Burkina Faso: Blocage des activités judiciaires - La réaction de Me Prosper Farama

Consécutivement à la suspension de la participation des avocats du Burkina Faso à toutes les audiences des cours et tribunaux sur toute l'étendue du territoire pour 96h à compter du mardi 23 avril 2019, la reprise de l'audience du procès du coup d'Etat manqué du 16 septembre 2015 a aussitôt été grippée.

Les maîtres de la parole ont informé Seidou Ouédraogo et les autres membres du tribunal de la tenue, la veille, de l'assemblée générale extraordinaire des avocats et des décisions qui en ont résulté. Etant donc dans l'impossibilité de plaider, ils ont souhaité le renvoi du dossier au 30 avril prochain ; une requête à laquelle ont accédé les juges de la chambre de première instance du tribunal militaire de Ouagadougou. Pourquoi ce nouveau report et quel est l'objectif visé à travers cet arrêt de travail ? Est-ce que la décision de suspension rencontre l'assentiment de tous les avocats ? Me Prosper Farama a apporté des réponses à ces questions hier à l'issue du renvoi de l'audience du putsch manqué.

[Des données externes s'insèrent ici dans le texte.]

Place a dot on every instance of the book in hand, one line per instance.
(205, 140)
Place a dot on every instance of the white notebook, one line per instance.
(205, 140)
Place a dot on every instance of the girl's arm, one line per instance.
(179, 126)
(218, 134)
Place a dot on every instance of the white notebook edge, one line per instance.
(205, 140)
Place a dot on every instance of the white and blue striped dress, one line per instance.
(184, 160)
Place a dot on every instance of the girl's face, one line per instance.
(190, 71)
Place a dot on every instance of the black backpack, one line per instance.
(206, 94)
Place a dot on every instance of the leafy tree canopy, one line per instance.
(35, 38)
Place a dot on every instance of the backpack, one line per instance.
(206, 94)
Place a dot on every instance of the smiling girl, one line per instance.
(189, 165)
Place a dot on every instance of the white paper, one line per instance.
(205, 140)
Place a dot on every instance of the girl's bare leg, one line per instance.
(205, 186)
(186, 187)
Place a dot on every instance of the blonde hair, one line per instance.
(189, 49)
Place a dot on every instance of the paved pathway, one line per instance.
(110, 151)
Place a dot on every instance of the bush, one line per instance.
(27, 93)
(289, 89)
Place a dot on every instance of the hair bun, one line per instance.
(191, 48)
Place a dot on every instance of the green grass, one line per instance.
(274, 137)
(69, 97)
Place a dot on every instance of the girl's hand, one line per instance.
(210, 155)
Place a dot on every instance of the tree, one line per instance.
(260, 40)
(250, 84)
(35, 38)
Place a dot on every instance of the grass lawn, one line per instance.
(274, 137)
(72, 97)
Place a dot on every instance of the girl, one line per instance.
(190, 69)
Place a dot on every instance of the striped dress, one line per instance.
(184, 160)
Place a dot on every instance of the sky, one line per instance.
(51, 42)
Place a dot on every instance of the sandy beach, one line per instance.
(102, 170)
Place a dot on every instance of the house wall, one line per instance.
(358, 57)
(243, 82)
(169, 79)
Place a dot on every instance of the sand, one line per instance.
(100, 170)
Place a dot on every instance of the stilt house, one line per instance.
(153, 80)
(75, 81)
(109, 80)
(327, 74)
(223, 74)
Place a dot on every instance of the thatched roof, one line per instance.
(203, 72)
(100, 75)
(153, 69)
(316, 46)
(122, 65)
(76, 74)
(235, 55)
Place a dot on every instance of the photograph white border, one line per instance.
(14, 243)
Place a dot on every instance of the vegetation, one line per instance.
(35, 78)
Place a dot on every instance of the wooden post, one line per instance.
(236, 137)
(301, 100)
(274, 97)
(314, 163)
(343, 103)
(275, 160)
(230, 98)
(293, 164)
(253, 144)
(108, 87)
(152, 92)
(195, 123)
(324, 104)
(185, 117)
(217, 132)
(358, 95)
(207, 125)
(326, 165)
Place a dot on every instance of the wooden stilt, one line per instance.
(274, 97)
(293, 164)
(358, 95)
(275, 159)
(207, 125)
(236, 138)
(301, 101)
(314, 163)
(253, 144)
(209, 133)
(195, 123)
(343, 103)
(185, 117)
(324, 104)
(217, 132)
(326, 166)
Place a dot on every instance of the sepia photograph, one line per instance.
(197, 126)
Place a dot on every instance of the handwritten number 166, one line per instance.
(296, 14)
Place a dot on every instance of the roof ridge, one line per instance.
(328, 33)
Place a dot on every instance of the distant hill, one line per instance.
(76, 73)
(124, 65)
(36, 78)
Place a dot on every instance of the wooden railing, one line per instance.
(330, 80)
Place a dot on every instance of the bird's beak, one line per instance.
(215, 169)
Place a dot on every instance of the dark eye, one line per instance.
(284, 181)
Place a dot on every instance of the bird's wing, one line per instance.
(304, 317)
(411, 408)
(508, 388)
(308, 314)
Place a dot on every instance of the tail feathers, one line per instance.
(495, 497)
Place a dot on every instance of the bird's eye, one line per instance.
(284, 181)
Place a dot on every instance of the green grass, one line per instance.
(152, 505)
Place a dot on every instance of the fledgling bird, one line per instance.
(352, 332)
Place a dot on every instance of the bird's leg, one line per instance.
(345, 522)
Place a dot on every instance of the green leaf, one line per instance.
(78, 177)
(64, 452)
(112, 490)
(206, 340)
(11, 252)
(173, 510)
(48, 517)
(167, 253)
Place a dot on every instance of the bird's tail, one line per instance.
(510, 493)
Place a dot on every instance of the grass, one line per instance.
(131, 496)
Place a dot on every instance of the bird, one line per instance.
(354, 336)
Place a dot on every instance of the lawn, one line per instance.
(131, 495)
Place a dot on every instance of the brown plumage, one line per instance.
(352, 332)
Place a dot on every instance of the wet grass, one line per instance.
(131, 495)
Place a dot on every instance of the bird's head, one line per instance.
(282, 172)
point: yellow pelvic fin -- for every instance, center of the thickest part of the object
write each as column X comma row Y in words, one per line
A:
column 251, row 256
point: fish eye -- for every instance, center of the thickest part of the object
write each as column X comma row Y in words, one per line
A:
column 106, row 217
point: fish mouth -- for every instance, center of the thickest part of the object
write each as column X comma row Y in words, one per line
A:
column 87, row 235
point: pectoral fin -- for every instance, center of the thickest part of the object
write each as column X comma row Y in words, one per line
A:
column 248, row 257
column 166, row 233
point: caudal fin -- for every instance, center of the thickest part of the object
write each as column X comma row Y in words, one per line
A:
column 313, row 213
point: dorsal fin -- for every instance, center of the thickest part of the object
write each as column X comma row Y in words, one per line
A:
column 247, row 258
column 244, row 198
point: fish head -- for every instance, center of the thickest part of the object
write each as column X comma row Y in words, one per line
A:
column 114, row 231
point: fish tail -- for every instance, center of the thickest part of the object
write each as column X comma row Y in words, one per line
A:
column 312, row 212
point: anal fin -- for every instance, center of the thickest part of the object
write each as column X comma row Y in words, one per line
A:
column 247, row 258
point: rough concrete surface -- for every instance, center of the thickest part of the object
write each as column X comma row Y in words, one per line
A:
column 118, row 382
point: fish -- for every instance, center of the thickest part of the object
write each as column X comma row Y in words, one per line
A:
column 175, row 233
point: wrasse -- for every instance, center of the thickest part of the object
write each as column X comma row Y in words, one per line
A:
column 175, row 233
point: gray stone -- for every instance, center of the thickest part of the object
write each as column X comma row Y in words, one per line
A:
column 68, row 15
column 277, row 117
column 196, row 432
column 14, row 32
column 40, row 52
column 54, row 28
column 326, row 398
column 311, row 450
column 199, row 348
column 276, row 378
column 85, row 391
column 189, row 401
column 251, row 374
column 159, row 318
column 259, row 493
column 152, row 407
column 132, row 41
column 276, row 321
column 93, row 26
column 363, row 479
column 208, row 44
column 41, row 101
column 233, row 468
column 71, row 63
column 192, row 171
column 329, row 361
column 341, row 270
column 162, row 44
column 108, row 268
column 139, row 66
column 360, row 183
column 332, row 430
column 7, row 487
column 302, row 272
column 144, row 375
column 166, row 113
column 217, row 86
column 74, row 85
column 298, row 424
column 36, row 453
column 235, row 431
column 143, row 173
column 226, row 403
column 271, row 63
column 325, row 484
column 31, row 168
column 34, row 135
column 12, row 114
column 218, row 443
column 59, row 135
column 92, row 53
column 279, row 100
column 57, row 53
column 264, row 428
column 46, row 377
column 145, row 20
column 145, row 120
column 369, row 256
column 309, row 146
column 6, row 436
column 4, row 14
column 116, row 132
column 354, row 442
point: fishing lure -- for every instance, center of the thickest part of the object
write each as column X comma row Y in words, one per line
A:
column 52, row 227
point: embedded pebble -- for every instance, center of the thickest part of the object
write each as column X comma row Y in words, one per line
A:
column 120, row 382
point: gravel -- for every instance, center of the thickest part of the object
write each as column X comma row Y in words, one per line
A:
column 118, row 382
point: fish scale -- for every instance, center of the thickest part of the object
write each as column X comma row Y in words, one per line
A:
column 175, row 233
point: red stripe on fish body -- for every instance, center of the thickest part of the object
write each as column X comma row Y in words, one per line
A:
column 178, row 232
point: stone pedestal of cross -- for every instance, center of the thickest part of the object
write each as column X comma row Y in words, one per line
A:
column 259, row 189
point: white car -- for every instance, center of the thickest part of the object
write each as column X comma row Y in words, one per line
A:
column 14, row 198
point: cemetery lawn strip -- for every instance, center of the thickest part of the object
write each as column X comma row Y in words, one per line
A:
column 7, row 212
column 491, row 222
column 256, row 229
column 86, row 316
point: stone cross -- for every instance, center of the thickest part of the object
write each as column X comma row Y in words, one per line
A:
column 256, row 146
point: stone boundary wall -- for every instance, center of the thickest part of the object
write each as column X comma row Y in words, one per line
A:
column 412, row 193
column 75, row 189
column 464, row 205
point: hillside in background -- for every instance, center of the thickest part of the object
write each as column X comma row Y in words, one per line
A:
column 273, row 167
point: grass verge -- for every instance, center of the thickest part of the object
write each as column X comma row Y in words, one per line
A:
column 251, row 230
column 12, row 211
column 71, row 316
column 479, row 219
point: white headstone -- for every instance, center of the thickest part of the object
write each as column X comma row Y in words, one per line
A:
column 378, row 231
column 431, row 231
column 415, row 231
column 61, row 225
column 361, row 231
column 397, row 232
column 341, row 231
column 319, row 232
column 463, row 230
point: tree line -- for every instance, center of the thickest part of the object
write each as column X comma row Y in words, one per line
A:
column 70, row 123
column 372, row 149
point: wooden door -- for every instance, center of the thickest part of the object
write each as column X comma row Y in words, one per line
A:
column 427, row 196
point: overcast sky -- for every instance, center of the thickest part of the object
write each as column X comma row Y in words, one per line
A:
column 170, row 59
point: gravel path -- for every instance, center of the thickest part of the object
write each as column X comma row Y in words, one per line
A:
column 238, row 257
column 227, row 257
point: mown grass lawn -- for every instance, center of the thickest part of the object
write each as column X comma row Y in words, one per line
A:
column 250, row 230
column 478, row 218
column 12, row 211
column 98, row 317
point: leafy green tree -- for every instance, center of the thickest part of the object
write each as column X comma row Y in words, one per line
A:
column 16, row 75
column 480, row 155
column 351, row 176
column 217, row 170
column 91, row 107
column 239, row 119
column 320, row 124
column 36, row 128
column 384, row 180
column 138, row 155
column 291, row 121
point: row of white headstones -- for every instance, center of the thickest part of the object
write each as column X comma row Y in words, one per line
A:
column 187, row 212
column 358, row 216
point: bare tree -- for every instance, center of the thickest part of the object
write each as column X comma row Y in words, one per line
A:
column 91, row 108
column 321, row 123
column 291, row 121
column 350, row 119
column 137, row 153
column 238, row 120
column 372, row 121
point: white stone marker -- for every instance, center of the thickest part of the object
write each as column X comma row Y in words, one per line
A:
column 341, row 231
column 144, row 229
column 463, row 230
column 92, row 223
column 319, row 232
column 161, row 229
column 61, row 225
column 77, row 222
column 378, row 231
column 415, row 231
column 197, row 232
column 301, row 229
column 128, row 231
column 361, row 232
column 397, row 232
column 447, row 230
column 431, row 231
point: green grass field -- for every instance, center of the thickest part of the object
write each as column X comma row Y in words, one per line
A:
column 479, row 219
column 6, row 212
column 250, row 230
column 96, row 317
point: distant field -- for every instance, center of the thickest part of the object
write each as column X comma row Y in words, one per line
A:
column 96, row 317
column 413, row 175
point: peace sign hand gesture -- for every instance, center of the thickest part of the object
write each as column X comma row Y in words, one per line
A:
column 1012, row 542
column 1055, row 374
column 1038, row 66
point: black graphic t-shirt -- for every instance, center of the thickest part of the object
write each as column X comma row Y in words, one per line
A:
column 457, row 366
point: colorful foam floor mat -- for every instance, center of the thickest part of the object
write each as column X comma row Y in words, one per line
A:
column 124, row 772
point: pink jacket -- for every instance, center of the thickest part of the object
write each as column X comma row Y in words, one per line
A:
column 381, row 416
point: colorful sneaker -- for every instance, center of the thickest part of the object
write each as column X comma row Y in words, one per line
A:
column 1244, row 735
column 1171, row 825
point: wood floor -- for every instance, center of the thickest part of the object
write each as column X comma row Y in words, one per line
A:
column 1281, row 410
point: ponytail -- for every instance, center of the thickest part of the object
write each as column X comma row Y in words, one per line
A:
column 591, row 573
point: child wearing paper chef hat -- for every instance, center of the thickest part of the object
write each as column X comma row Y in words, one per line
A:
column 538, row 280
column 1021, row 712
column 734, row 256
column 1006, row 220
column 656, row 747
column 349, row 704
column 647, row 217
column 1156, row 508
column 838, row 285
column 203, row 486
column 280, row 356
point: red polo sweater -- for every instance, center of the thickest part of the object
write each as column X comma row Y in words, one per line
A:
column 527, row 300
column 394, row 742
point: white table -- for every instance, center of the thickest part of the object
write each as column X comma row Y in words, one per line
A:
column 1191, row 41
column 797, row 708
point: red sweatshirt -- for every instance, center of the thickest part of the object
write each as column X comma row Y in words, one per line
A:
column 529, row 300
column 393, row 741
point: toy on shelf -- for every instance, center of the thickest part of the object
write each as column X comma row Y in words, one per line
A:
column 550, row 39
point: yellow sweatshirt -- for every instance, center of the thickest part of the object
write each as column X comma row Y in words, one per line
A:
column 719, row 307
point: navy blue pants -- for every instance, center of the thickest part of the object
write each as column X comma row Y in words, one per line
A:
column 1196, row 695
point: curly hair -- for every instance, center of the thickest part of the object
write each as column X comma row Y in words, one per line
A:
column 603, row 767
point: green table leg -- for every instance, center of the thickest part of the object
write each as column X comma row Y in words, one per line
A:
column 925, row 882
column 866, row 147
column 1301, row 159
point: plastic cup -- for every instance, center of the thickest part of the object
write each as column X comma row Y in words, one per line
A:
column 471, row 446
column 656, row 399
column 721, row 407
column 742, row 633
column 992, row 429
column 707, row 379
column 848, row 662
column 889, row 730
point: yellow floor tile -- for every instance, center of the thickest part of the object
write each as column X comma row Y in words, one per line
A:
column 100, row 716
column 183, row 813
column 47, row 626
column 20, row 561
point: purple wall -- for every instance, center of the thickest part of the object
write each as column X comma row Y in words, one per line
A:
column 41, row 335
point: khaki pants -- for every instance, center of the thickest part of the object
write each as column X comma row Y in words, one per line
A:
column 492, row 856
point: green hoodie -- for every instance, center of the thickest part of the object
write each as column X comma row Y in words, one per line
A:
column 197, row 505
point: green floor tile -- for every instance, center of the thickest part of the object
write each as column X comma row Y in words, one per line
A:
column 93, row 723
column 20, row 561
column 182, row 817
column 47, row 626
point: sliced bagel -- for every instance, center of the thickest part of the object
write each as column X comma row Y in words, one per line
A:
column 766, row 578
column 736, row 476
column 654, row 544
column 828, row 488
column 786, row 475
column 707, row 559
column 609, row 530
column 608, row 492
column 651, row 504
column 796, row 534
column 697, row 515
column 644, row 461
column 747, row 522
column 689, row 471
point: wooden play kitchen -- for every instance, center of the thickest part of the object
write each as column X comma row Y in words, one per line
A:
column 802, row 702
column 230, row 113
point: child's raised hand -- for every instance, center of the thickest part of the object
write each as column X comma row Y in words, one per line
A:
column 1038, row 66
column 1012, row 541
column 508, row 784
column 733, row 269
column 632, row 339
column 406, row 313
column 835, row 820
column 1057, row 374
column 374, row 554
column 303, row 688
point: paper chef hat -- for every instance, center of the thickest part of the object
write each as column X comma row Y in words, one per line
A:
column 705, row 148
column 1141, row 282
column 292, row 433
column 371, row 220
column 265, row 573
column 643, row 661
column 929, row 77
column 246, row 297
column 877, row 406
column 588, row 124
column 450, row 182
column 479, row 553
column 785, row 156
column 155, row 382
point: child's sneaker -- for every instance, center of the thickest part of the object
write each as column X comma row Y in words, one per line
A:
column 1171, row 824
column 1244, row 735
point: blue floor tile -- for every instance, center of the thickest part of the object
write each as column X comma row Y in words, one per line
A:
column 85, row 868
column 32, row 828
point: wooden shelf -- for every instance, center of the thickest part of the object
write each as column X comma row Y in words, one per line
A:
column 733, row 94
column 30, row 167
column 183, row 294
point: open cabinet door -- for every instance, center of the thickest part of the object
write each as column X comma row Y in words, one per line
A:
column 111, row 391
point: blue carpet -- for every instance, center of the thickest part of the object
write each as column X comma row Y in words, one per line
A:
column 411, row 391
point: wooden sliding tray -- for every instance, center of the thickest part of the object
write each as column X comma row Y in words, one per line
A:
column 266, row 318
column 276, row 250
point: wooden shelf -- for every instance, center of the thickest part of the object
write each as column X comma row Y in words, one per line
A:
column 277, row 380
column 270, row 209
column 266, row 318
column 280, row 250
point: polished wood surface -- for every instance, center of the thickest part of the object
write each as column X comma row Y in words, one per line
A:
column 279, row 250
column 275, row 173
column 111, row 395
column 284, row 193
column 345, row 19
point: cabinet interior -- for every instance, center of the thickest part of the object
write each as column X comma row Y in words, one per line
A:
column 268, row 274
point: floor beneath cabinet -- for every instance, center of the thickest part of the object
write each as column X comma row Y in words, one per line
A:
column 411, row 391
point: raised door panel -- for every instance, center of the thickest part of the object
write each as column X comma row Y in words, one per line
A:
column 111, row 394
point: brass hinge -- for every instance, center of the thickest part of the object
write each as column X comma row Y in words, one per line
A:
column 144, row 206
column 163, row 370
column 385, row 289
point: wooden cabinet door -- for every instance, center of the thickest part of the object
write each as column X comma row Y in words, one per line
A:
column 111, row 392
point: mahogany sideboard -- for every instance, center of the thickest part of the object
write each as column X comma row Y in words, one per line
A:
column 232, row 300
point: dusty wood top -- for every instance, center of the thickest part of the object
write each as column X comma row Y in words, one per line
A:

«Il y a eu une assemblée générale des avocats à l'instigation de l'Ordre des avocats, qui a pris une résolution de suspendre toutes les activités devant les cours et tribunaux du pays pendant 96 heures pour dénoncer une situation que la justice vit depuis un certain temps. Depuis le mois d'octobre 2018, les juridictions pénales sont dans l'impossibilité de fonctionner parce qu'il y a eu d'abord le mouvement des Gardes de sécurité pénitentiaire (GSP), puis a commencé, depuis la semaine passée, celui des greffiers. Cette action a pour but d'interpeller le ministère en vue de lui faire comprendre qu'il y a des violations flagrantes des droits humains parce qu'il y a des gens qui sont détenus.

Ces personnes ont droit à un jugement dans un délai raisonnable, mais elles sont détenues depuis des mois. Nous pensons que c'est assez grave et qu'il est temps que les autorités prennent en main cette situation et y trouvent une solution le plus rapidement possible ; c'est dans ce sens que cette résolution a été prise par l'Assemblée générale des avocats. Nous avons tenu à nous présenter ce matin pour expliquer cela au tribunal et avons demandé le renvoi au regard de cette résolution.

Nous sommes des avocats et, à titre personnel, je n'étais pas à l'AG. Mais je ne dirai pas pour autant que la décision de suspension ne rencontre pas l'assentiment de tous les avocats. Vous savez comment fonctionne un Ordre. Lorsqu'il y a une AG, de ce que je sais au niveau du barreau, il n'y a pas de quorum requis, ceux qui n'y participent pas s'obligent à se soumettre à la décision prise qui en ressort. Lorsqu'on est contre une décision, on va à l'AG. Je ne voudrais pas discuter sur cette question du nombre de personnes qui a décidé, l'AG a été portée à la connaissance de tous les avocats, moi je n'y étais pas pour des raisons personnelles mais j'ai l'obligation de respecter la décision qui a été prise.

Quand on est dans un Etat de droit, la faute incombe principalement aux autorités politiques, c'est à elles de tout mettre en œuvre pour que le service de la justice soit continu. Il y a des revendications qui sont posées par des acteurs de la justice. Je ne sais pas comment ça se passe, je ne connais même pas les tenants exacts de ces revendications mais en tant qu'avocat, j'ai des clients détenus depuis des mois à la MACO qui ne peuvent pas voir un juge et encore moins être jugés, ce n'est pas normal. Ce que nous faisons, c'est interpeller les autorités en disant qu'il faut que la justice fonctionne normalement pour tout le monde sinon ce sont d'autres problèmes qu'on pose. On ne peut pas emprisonner des gens, parmi lesquels il y a probablement des innocents qui attendront des mois, voire des années, avant que leur innocence ne soit reconnue. Ce serait injuste.